Additional promising products are in advanced development employing different drying methods, pathogen reduction, pooling, packaging, and other approaches. Two promising products are EZPLAZ, in development by Teleflex (FDA approval in process) and FrontlineODP (Velico Medical), a spray drying unit that can generate dry plasma. Velico’s device is in phase 2 human clinical trials; a 510k device approval for commercial availability is anticipated for Q1 2025, enabling blood banks to produce SDP locally.
The University of Maryland is exploring the formulation of a modular, adaptive plasma analogue (MAPA) based on a novel polymerised Albumin construct (polyAlb, Palmer Lab, Ohio State University) and select freeze-dried human clotting factor concentrates. MAPA composition would be customisable to context/need (e.g., for simple volume expansion or to promote hemostasis), and polyAlb may be used for simple haemorrhage alone. In the setting of trauma-induced coagulopathy (TIC), (currently approved) coagulation factor concentrates (fibrinogen and prothrombin complex concentrates) and haemostatic pharmaceuticals (tranexamic acid) would be co-administered.
Platelet technologies
Currently, two promising approaches are underway to enable field deployment of platelets in resource-limited settings. The first is Thrombosomes developed by CellPhire which is in human phase 2 trials. Throbosomes are a natural platelet-derived haemostatic technology comprising freeze-dried platelet-derived membrane vesicles that limit bleeding in models of trauma and thrombocytopenia.
Alternatively, SynthoPlate (SP, in advanced preclinical development by Haima Therapeutics and Case Western Reserve University) is a biocompatible liposomal nanoparticle-templated ‘platelet surrogate’ technology with surface presentation of synthetic peptides to mimic ‘natural’ platelet injury site-selective adhesion and aggregation. Freeze-dried SP has demonstrated haemostatic efficacy and survival benefit in traumatic haemorrhage models and is storage-stable at a wide range of ambient storage conditions. Notably, the identity and density of SP surface ligands are customisable, enabling precise performance adaptation to context.
Integrating components into a field-deployable whole-blood analogue
The US Department of Defense Advanced Research Projects Agency delivery (DARPA) recently established a four-year programme to develop, evaluate, and rapidly translate a first-in-class formulation and delivery system for a field-deployable whole blood analogue (WBA).
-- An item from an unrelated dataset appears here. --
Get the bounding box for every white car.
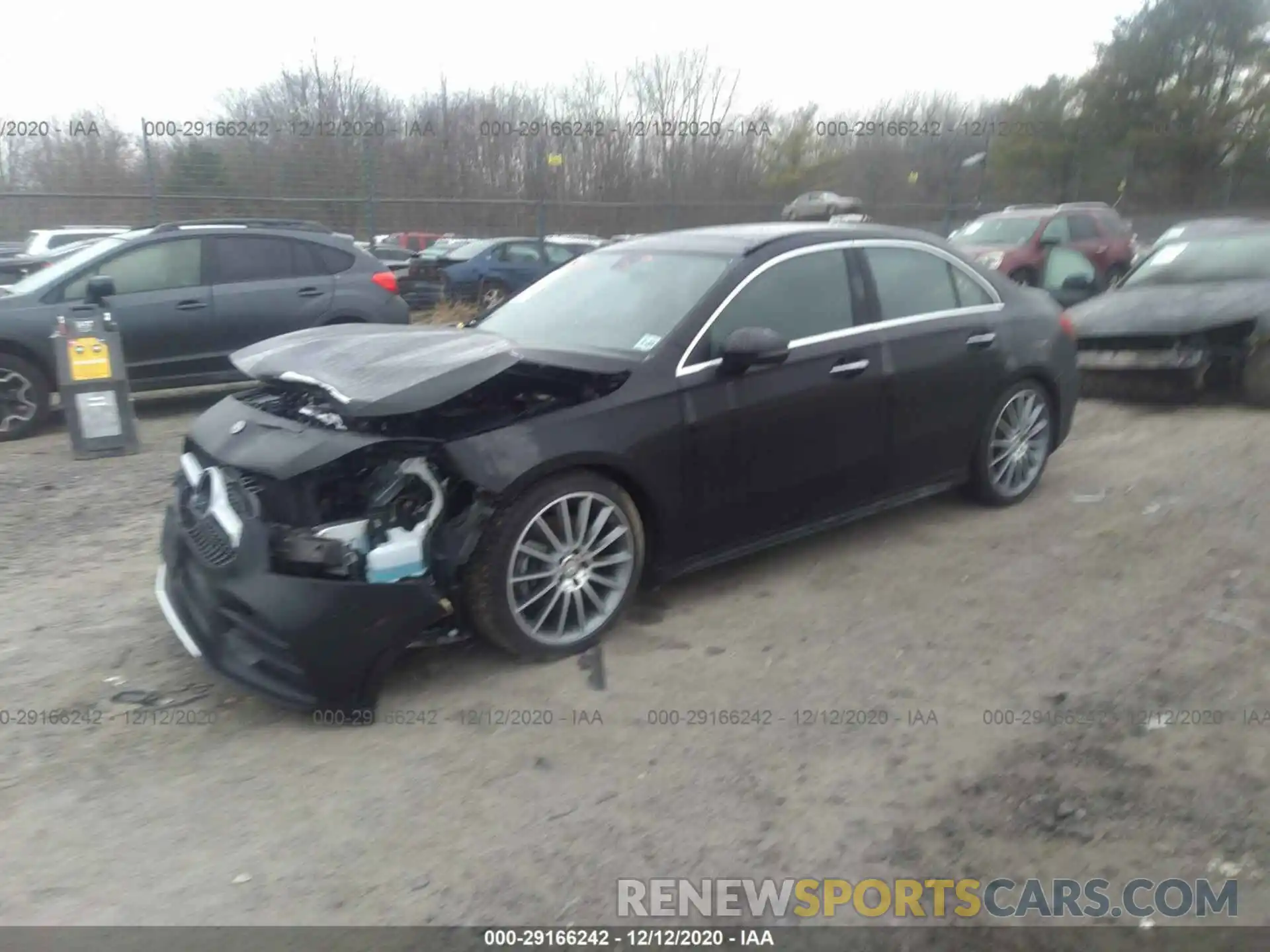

The University of Maryland, Baltimore (UMB) Center for Blood Oxygen Transport & Hemostasis (CBOTH) and Center for Translational Medicine (CTM) were selected to lead this effort to optimise and integrate a comprehensive set of WBA prototypes into an artificial blood solution that matches performance to ‘natural’ whole blood.
The prototype portfolio for this effort includes multiple lead haemoglobin-based O2 carrier component candidates (PolyHb and ErythroMer), both pathogen-inactivated freeze-dried plasma (EZPLAZ FDP) and, potentially, a condition-specific, modular adaptive plasma analogue (MAPA), as well as nanoparticle platelet mimetics (SP). This effort includes an artificial intelligence (AI) based system to guide blending combination, improvement, and down-selection of WBA components. DARPA programme objectives also address the need for production efficiency and scaling, effective technology transfer, regulatory approvals, clinical trials, licensing, and commercialisation.
Overall, artificial blood research programmes are advancing rapidly, with individual/combined prototypes ready or approaching readiness for technology translation and commercialisation in the near future.